隨後,朱無章與雲知又聊了一會兒,便起身告辭,“好了,我就先走了。”
“慢走,不送。”雲知懶洋洋地打了個哈欠,朝他隨意揮了揮手。
下午。
星雷市。
正在冥想中的秦夜,身旁的手機忽然震動起來。
他緩緩睜開眼,低頭看去,螢幕上跳動著“華天叔”的來電提醒。
秦夜立刻拿起手機,並接通了電話,“華天叔。”
“秦夜,搞定了。”華天的聲音從另一頭傳來,語氣裡透著幾分輕鬆。
“搞定了?”秦夜聞言一怔。
“對面是個菜雞,沒費甚麼勁。”華天笑了笑,隨即語氣認真起來,“不過你這幾天最好還是別出門,以防對面不死心,又搞甚麼小動作。”

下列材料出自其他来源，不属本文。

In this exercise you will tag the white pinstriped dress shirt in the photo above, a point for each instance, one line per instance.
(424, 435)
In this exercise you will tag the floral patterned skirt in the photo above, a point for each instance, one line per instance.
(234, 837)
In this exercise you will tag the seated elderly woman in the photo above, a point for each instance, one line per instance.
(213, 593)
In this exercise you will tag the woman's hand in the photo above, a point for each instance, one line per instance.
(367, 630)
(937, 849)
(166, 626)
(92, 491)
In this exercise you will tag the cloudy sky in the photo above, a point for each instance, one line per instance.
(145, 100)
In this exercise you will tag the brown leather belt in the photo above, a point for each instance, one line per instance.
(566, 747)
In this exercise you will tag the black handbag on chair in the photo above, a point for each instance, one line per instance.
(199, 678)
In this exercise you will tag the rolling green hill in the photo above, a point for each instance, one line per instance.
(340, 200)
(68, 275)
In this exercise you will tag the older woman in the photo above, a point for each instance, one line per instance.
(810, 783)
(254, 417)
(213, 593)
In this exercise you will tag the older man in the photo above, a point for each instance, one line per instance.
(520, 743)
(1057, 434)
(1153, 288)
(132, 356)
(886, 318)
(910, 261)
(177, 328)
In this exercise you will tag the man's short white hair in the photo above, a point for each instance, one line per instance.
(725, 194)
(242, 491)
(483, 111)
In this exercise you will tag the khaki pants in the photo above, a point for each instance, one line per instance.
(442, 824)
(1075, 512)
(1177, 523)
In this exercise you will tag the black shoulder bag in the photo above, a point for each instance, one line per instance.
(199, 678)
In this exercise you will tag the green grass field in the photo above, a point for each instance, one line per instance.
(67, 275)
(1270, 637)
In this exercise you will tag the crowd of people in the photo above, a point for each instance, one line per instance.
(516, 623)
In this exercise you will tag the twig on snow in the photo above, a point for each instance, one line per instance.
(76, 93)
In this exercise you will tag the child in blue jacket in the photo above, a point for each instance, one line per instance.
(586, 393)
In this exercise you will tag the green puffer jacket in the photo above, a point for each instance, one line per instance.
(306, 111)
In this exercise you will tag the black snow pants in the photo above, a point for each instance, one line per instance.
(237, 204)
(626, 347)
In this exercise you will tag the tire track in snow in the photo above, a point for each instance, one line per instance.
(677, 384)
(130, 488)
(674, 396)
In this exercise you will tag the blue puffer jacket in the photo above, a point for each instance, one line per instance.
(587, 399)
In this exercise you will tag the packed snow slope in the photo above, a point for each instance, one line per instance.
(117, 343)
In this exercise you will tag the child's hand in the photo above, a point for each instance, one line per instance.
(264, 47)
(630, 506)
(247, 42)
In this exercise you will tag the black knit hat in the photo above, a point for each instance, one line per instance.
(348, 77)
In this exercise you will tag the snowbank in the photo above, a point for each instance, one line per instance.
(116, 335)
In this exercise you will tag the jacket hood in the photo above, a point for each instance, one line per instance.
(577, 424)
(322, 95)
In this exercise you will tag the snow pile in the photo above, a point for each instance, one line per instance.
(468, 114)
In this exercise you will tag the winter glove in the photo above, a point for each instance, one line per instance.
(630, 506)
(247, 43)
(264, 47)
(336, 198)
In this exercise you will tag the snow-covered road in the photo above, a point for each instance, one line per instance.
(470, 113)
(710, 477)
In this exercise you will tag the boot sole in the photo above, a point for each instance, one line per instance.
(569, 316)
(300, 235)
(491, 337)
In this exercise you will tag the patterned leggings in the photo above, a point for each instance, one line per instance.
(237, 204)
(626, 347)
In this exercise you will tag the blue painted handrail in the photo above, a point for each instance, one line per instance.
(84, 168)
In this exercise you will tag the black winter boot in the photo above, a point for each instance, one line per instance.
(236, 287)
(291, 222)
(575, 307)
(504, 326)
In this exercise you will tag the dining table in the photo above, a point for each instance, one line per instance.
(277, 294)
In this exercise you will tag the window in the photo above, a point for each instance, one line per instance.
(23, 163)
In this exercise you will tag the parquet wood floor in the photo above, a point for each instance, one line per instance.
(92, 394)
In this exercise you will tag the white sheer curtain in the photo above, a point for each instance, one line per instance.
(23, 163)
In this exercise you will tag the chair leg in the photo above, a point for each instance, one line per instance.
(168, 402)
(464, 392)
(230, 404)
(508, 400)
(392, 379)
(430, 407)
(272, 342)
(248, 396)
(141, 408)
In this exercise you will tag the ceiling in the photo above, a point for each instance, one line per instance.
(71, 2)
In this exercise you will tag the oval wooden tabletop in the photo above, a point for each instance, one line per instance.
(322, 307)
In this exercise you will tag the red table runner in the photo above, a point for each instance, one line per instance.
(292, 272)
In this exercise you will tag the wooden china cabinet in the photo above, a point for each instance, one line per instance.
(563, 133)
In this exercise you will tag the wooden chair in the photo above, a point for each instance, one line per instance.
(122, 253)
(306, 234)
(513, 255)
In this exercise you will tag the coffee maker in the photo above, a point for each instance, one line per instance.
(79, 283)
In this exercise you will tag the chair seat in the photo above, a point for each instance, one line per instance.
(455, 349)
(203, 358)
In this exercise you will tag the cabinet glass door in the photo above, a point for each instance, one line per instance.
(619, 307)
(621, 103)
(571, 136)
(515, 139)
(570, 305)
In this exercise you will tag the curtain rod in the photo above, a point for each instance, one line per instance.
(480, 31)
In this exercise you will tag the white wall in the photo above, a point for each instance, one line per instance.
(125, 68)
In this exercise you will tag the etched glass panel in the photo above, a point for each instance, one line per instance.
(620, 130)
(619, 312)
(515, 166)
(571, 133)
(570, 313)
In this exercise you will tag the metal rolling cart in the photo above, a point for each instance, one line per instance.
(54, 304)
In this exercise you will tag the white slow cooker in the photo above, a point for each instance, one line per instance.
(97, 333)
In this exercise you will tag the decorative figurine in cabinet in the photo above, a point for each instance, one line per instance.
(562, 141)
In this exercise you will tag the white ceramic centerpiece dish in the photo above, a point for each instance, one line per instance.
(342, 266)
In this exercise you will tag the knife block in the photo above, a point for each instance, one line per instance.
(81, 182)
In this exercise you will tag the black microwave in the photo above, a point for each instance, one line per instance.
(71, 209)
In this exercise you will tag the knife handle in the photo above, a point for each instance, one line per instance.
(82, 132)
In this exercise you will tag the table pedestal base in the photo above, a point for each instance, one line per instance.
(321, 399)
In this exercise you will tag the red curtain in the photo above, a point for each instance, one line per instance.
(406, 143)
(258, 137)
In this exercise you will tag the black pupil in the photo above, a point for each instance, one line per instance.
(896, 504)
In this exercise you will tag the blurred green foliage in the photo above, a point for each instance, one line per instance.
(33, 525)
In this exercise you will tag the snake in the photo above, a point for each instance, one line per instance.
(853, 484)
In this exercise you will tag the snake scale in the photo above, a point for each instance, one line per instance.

“嗯嗯,明白!”秦夜立刻應聲,心頭那縷隱隱的不安也隨之散去。
華天又叮囑了幾句,這才結束通話電話。
而就在通話結束沒多久,秦夜的手機再次震動,這次是朱校長的來信。
【朱校長:已經搞定了。】
【朱校長:這幾天讓諸葛幫你看看氣運,等氣運平穩了再出門。】
【朱校長:雲知,幫你搞定的人,叫她雲姐就行。】
【朱校長:過幾天跟我去一趟,她對你的諸葛挺感興趣的。】
看著螢幕上一條條彈出的訊息,秦夜指尖輕點,迅速回復:
【秦夜:收到!】
【秦夜:好的!】
訊息剛發出去,朱校長几乎是秒回。
秦夜不由得一笑,索性捧著手機,和他你來我往地聊了起來。
聊了好一陣,秦夜才放下手機,臉上重新綻開燦爛的笑容。
他長長舒了口氣,將手機擱到一旁,再度閉上雙眼,沉入了安靜的冥想之中。
……
9月18日。
今日氣運為‘小兇’。
對此,秦夜並沒有感到意外。
畢竟昨天才遭遇那種程度的命運干擾,哪有那麼容易就徹底恢復平靜。
他瞥了一眼諸葛給出的卦象,神色如常地坐回修煉墊上,該修煉修煉,該沉澱沉澱,完全沒有出門的念頭。